I learn that my daughter can talk literally for 10 hours straight. I listen to her explain in great detail how she will structure her high school education to support her European university goals. Until now, I didn’t even think she understood a grading system, much less its relevance.
She explains to me that she’ll go to school in Denmark, then shares many statistics about the Danish social system, environmental consciousness, education opportunities and happiness rating as contributors to this decision. She’s 13.
I learn everything, and I mean everything, there is to know about dragons on a 20-mile day during which she provides a synopsis of a 15-book series. Not only did I not realize that dragon societies were plagued by the same troubles of dysfunctional families and crumbling health care reform, I had no idea my daughter had read 15 books.
Occasionally, I remind her to pause and take in the view. We slip into a synergized rhythm in our days. She wakes slowly while I breathe in sunrise and watch the steam of coffee rise from my cup. She watches from the tent as my smile spreads with the morning light.
There is a vulnerable part of me that is only witnessed in these places. Like a hero who needs her magic potion, the wilderness is where I come to hear my heartbeat again.
B quietly emerges from the tent, her ever-present beanie pulled over her ears, and drapes her long limbs around me, leans her head on my shoulder. She looks into the expanse of landscape with me and takes a deep breath. I know she sees me.
“I love you,” she says.
I realize then that I am falling in love with my child all over again for different reasons than my status as mother. I love her gregarious nature, her empathy, her ability and willingness to articulate emotions. I love that she teaches me new things and random YouTube uses and can deliberate on the usefulness of Minecraft while I wince but am forced to recognize the validity in her argument. I love that through her, I am forced to grow.
The unsung beauty of motherhood is in the reflection of our own self through our children. It comes from a place of unconditional love, an offering we seldom extend to ourselves. Our children watch us through eyes of reverence and wonder as we wobble our way through parenthood trying to give the impression that we are trustworthy, experienced guides. In reality, I get lost in motherhood even more than I get lost on the trail.
To know my child is to take time to be with her, to watch her unfold her mysteries before me as she explores the world and discovers who she is. To be her mother is to bear witness to my own unfurling as the delicate fingers of her laughter and love and enthusiasm for life give me both the courage and compassion to change.

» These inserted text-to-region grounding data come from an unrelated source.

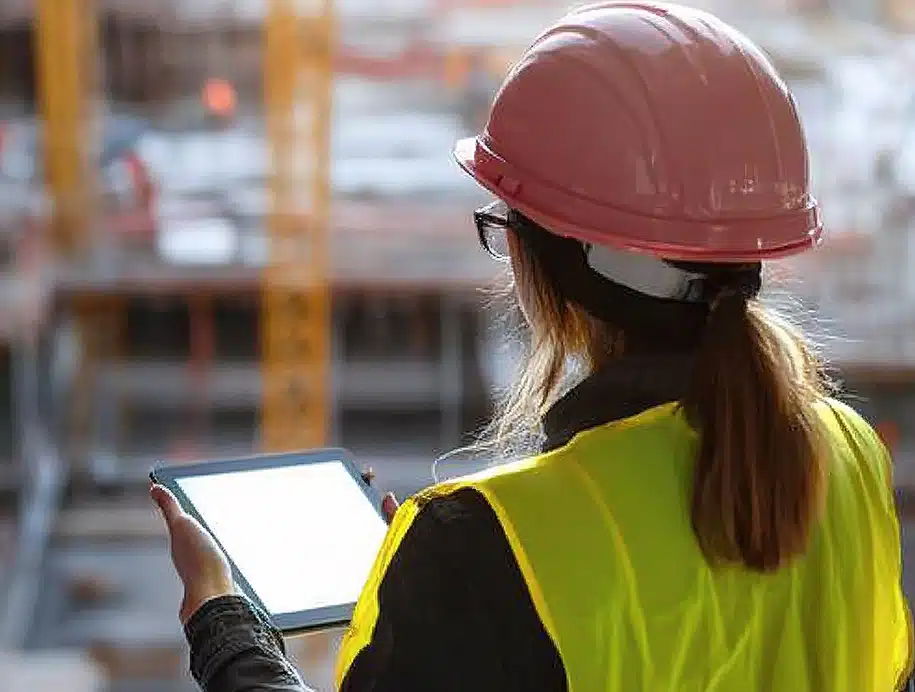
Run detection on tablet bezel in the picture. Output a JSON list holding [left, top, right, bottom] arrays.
[[150, 447, 385, 635]]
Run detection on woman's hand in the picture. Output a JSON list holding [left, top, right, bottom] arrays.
[[151, 483, 236, 625]]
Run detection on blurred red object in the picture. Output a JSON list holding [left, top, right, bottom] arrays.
[[202, 78, 237, 119]]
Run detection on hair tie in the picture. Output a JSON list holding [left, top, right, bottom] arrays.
[[709, 271, 761, 312], [710, 287, 739, 312]]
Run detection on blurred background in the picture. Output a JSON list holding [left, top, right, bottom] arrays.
[[1, 0, 915, 689]]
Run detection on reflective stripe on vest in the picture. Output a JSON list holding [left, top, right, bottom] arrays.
[[336, 400, 912, 691]]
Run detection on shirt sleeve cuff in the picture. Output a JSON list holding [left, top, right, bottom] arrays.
[[184, 594, 287, 685]]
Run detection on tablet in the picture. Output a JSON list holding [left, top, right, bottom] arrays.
[[150, 448, 389, 634]]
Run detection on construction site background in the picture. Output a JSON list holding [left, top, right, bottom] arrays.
[[1, 1, 915, 690]]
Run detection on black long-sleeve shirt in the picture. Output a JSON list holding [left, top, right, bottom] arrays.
[[184, 357, 693, 692]]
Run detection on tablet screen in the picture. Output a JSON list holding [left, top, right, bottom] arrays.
[[176, 460, 388, 616]]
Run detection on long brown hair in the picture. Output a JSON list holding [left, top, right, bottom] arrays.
[[685, 292, 830, 571], [477, 227, 831, 572]]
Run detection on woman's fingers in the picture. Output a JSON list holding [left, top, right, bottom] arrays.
[[362, 466, 399, 524], [382, 493, 399, 523], [150, 484, 183, 526]]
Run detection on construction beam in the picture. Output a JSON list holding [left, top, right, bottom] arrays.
[[261, 0, 334, 451]]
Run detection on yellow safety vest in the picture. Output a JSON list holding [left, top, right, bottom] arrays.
[[336, 399, 912, 691]]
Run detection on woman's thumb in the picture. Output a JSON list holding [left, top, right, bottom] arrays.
[[382, 493, 399, 524], [150, 484, 183, 526]]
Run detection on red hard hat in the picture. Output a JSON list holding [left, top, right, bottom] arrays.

“I learned a lot about camping this trip,” B says as we’re driving home through the desert of Utah after covering 70 miles on foot. My feet are gross and my heart is full. We’re listening to a book she suggested as we sip our much-anticipated Frappuccinos. Sometimes, she has the best ideas if I can pause to hear them.
I always thought Mother’s Day was about honoring our mothers, but as a mother, I’m starting to feel the day is a celebration of our children and the gift it is to offer them stewardship along their journey.
As persistent beacons of love and learning, they unwittingly guide us on our own.